A unique two-year virtual program of the North Carolina School of Science and Mathematics.
In this course students will explore the science of climate change and the responses of biological and ecological systems to those changes. Students will compare current climate change to past climate cycles and use satellite-collected data and other technologies to explore the signals of a changing climate. Policy options related to conservation biology will also be discussed in the course.
Assignments in this course include weekly labs or case studies, readings and written problem sets based on the readings. There is one mid-term test and a major final project.
Students will emerge from the course with an understanding of climate change and climate change biology.
They will be able to:
1) Demonstrate a solid understanding of the climate system and their interrelationship with living systems.
2) Evaluate the various factors that shape climate and impact living systems.
3) Describe how past climates contribute to our current understanding of climate change.
4) Explain the consequences, risks, and uncertainties of climate change.
Students who are interested in biology, ecology, environmental and conservation will find this course to be rewarding.
This course is very similar to college courses in environmental science, ecology and environmental policy courses that focus on conservation biology.
The expected time commitment for this class is eight hours per week, though this number fluctuates up and down depending on the labs or case studies assigned. We meet in a weekly synchronous session (one hour per week. The week generally begins with an overview of weekly activities and then information about the weekly lab and readings.
Sample work schedule:
Monday Reading assignment questions
Wednesday Online meeting of the class (8 – 9 PM)

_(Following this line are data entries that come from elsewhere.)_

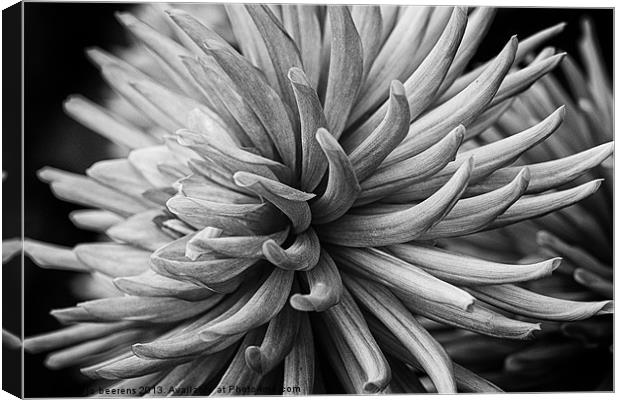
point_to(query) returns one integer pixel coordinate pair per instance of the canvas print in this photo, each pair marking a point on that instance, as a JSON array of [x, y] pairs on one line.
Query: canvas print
[[285, 199]]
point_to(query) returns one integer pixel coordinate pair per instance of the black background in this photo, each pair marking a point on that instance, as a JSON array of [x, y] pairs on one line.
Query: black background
[[55, 67]]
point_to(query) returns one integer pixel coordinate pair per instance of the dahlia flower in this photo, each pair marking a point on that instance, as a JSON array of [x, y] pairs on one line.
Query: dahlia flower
[[282, 221], [580, 234]]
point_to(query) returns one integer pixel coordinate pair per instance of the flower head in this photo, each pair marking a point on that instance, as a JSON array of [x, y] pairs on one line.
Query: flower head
[[287, 199]]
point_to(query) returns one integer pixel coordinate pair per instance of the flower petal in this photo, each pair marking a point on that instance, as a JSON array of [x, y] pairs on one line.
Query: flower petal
[[387, 308], [140, 230], [218, 274], [95, 220], [342, 185], [184, 340], [390, 179], [82, 353], [106, 124], [524, 302], [51, 256], [345, 69], [325, 286], [220, 90], [299, 363], [595, 283], [345, 320], [489, 157], [85, 191], [477, 319], [474, 213], [398, 227], [461, 109], [151, 284], [239, 374], [113, 259], [424, 82], [533, 206], [368, 23], [573, 254], [290, 201], [282, 49], [549, 174], [302, 255], [311, 117], [266, 302], [302, 24], [71, 335], [380, 266], [369, 154], [167, 49], [241, 246], [464, 270], [152, 309], [263, 100], [277, 343], [525, 47]]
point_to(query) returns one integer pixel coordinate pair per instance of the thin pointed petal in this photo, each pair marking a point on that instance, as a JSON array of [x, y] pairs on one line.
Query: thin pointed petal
[[107, 125], [524, 302], [264, 305], [85, 191], [139, 230], [239, 374], [474, 213], [461, 109], [277, 343], [282, 49], [291, 202], [151, 284], [342, 185], [390, 179], [387, 308], [299, 363], [549, 174], [302, 255], [464, 270], [490, 157], [345, 69], [113, 259], [71, 335], [378, 265], [312, 118], [534, 206], [346, 320], [393, 129], [478, 319], [52, 256], [402, 226], [325, 286]]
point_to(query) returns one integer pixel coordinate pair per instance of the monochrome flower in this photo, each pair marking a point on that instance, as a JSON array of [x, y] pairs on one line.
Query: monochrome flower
[[289, 196], [581, 234]]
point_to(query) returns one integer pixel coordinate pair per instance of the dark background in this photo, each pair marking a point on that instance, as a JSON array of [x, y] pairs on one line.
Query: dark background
[[55, 67]]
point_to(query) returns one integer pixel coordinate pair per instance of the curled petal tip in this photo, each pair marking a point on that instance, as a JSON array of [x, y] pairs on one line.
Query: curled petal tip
[[397, 88], [608, 308], [296, 75], [555, 263], [310, 302], [254, 359]]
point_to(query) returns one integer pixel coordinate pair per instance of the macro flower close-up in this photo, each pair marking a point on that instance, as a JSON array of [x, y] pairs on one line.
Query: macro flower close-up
[[310, 199]]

Friday Submission of activity, lab or group project work
Weekend Begin new reading assignment
Students should have studied biology and/or ecology at the high school level before taking this course. AP Environmental Science would be an excellent preparation but is not a formal prerequisite.
Climate change biology is the study of the impact of climate change on natural systems in the environment with emphasis on understanding the interactions between biological systems and the climate system. The goal of climate change biology is the development of management techniques designed to preserve natural systems. Students study past climate-biological systems interactions, currently observed changes, biological theory, and modeling in order to develop an understanding of possible mitigation and management approaches.
Textbook: Climate Change Biology by Lee Hannah, Elsevier, 2011 ISBN/9780123741820
Dr. Schmalbeck teaches Advanced Placement Environmental Science in the residential program at NCSSM. She received her M.S. and Ph.D. in Environmental Science and Engineering from the University of North Carolina in Chapel Hill. Prior to becoming a teacher at NCSSM she worked as a research environmental scientist at RTI International in Research Triangle Park for many years.